When using over-the-counter sleep aids, make sure you follow these steps:
- Begin with your physician: Inquire with your doctor about the possibility of the sleep aid interfering with other prescriptions or underlying problems, as well as the appropriate dosage.
- Keep precautions in mind:Patients with closed-angle glaucoma, asthma, chronic obstructive pulmonary disease, sleep apnea, severe liver illness, digestive system obstruction, or urine retention should avoid diphenhydramine and doxylamine.In addition, sleep aids may increase the risk of strokes and dementia in women who are pregnant or breastfeeding, as well as in persons over the age of 75.
- Take each day: Insomnia can be treated with over-the-counter sleep medications as a temporary fix. They’re not meant to be utilized for more than two weeks in most cases.
- Avoid consuming alcoholic beverages: Never combine sleep aids and alcohol. The sleepy effects of the medicine can be amplified by alcohol.
- Side effects should be avoided at all costs: While taking sleep aids, avoid driving or engaging in other tasks that need attentiveness.
If you are pregnant, breast-feeding, or an older adult, prescription sleeping drugs (and even some nonprescription sleeping pills) as well as certain antidepressants may not be safe. In older persons, sleeping pills may raise the risk of nocturnal falls and injury. To lessen your risk of difficulties, your doctor may recommend a lower dose of medication if you’re an older adult.
Your options may be limited if you have kidney disease, low blood pressure, heart rhythm disorders (arrhythmias), or a history of seizures. Prescription and over-the-counter sleep aids can also interact with other pharmaceuticals. It’s also vital to follow your doctor’s advice because taking certain prescription sleeping drugs might lead to drug abuse or dependence.
Taking Sleeping Pills
Prescription sleeping pills may be an alternative if your best efforts to get a good night’s sleep have failed. Here’s some guidance on how to utilize them responsibly.
- Get a medical evaluation: See your doctor for a full examination before using sleeping drugs. Your doctor may be able to pinpoint the source of your insomnia. If you’ve been using sleeping pills for more than a few weeks, talk to your doctor about setting up a follow-up appointment to chat about your drugs.

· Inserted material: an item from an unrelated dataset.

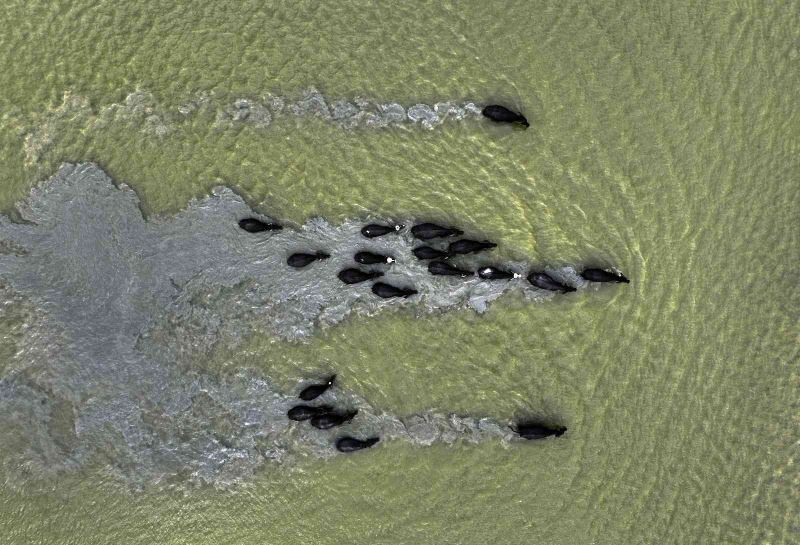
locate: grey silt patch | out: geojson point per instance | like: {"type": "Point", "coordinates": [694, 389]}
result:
{"type": "Point", "coordinates": [122, 305]}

- Read the instructions for taking the drug. Read the patient’s medication guide to learn how to take your medication, when to take it, and what the greatest potential side effects are. Ask your pharmacist or doctor if you have any queries.
- When you can obtain a full night’s sleep, take your sleeping tablet. Only take a sleeping tablet if you are confident that you will get at least seven to eight hours of sleep. Short-acting sleeping tablets are intended for awakenings in the middle of the night, so use them only if you can stay in bed for at least four hours.
- Keep an eye out for side effects: If you start to feel tired or dizzy during the day, or if you have any other serious side effects, talk to your doctor about adjusting your dose or weaning off your medications. You shouldn’t try a new sleeping pill the night before a big event or appointment because you won’t know how it will impact you.
- Quit with caution. Follow your doctor’s or pharmacist’s instructions or the directions on the package when you’re ready to stop taking sleeping tablets. Some drugs must be tapered down over time. Also, be warned that if you stop taking sleep aids, you may experience some short-term rebound sleeplessness for a few days.